Starting point is 00:10:09 saying that we need a better way to serve our development stakeholders, and so we have to create next-generation platforms and shared services and so forth to maximize their productivity. So I thought that was super interesting. The second observation is that the titles of the presenters – I had mentioned director of operations and director of development. It's usually a second or third line manager who's driving this transformation. I think my, I think kind of the, the reason seems to be is that usually it's someone about at that level who sees kind of the business problem that needs to be solved, but it's also close enough to the work where they can see where there's better ways of achieving the goal. So, you know, senior leadership is necessary, but often they're not the people who

Starting point is 00:11:04 are going to the velocity conferences or going to, you know, seeing what Google and Facebook are doing and then bringing that back. So, you know, I think that kind of phase one is you have successes being shown by, you know, the second, third line managers. And then the second part is that they've created such amazing wins is that they get senior leadership on board. And then the second part is that they've created such amazing wins is that they get senior leadership on board. And then often they're getting promoted. And often they're being put into a role where they're being asked to help elevate the state of the practice for the entire organization. That involves often hundreds, thousands, maybe even over 10,000 engineers across the organization. And do you think – I mean it makes a lot of sense that operations is feeling the pain

Starting point is 00:11:47 most because basically these are the ones that keep the systems alive. But now the pressure from business comes in to move faster. And I think the number one metric that people still try to improve, obviously, is lead time and getting value, real value to the user out faster. And obviously operations is then the one that feels the pain the most because if we are cranking up the speed of stuff that comes from development but that doesn't have either the right quality, they use different tools and there's the parties involved,

Starting point is 00:12:16 then operations is the one that in the end has the pager and needs to fix the problems and do the firefighting, right? I mean, is that where the main problem really comes from then, like kind of the thinking behind it? And it's so funny because I think that is really the – I think the perspective I brought along, and I think that was really kind of the intent behind the reason why the protagonist in the Phoenix Project was the head of operations. I think that feeling that the ops is viewed as the second-class citizen compared to development. They're given – development is given more budget, given more positional power and so forth. Development is viewed as strategic. Operations is tactical. But I think one of my learnings as we did the DevOps Handbook, and this especially came from Jez Humble, is I think we can paint all the reasons why ops suffers when DevOps principles and patterns aren't in place.

Starting point is 00:13:15 But I think one of the things I learned and now feel very acutely is life is equally sucky for development as well.

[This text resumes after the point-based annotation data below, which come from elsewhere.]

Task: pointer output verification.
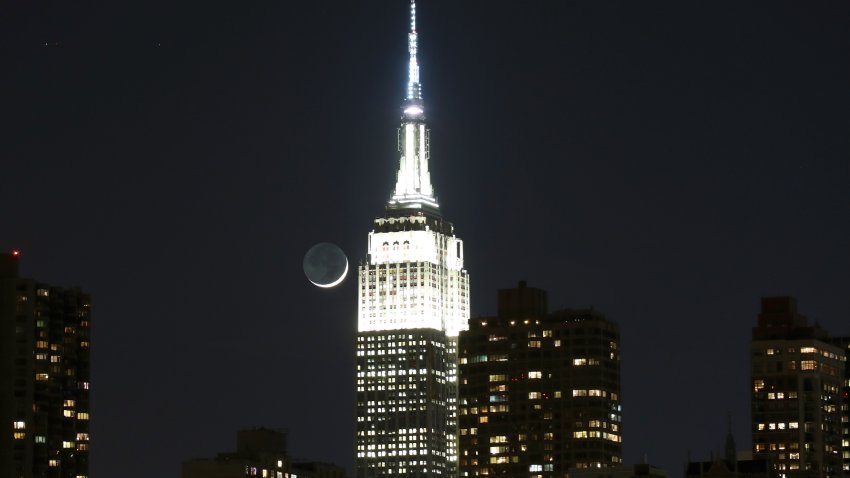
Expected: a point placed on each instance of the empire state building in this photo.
(413, 301)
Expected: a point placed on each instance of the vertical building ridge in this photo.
(44, 377)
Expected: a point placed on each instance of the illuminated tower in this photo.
(540, 390)
(44, 377)
(413, 301)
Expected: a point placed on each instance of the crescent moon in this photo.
(336, 282)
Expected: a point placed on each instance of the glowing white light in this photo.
(336, 282)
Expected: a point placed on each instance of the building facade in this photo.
(45, 374)
(539, 391)
(844, 344)
(260, 452)
(797, 375)
(413, 295)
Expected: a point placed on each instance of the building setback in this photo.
(797, 376)
(539, 391)
(44, 377)
(413, 295)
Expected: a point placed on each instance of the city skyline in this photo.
(668, 164)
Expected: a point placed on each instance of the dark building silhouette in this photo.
(797, 378)
(316, 469)
(44, 377)
(260, 452)
(413, 295)
(844, 344)
(539, 391)
(640, 470)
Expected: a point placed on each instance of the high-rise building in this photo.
(797, 376)
(413, 295)
(844, 344)
(44, 377)
(539, 391)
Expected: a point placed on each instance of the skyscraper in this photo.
(539, 391)
(44, 377)
(413, 295)
(797, 376)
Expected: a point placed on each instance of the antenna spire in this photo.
(414, 90)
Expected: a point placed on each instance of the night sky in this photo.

I mean, it's a terrible situation when you have these urgent data projects and almost all our time is spent waiting, right? And we're writing lines, we're writing code, but we actually never get to see how it actually runs in a production environment. We never get to see if customers actually get value because the team, the project team is dismantled and then shuffled around, you know, for the next project. And so as developers, we never actually get to see, you know, the downstream effects of our work. And we never actually get to see the reward of all the hard work that we've put into. So I think my, you know, with some, with that perspective, I think it's almost like the bad marriage where there's this incredible sense of symmetry that both sides are suffering equally.

Starting point is 00:14:08 And the business constituencies are equally – life is not so good for them either. I think there's just a marvelous – isn't that interesting that DevOps helps elevate the outcomes for dev, test, operations, information security, almost all of them equally in a very wonderfully symmetric fashion? I think one thing because you just told the story about the developer and it's not that easy for them either. I remember at least two stories from your book now. I think it was the Google story and then another one later in the book where you actually said developers were frightened to actually go into what's the ops area. They were frightened to actually deploy something in production because they were fearing that something is breaking. And I know this is a little stretch now, but I think this is also something that obviously DevOps tries to solve is showing both sides how tough the other side's job is.

Starting point is 00:15:12 And then in a collaborative way, figure out a way how as a team they can safer deploy faster and better quality software. I mean that's the kind of thing. But I just remember – I'm not sure what the other story was, but you had it in there and it's like, you know, developers were afraid of pushing the deploy button because they knew something was going to break. And then this realization actually then brought them to say, hey, if we would have tests that actually give me the safety net,

Starting point is 00:15:42 if we would have an automated pipeline that automatically executes these tests for me, if we have telemetry or measures and monitoring in place so that I can immediately see my impact, then this will take away the pain and then allow everybody to be more confident in the stuff that we do, right? Oh, absolutely. In fact, gosh, one of the things I love about the DevOps handbook is the index. I use it all the time. One of the neatest case studies I just really love in the DevOps Handbook is the birth of the automated testing culture at Google.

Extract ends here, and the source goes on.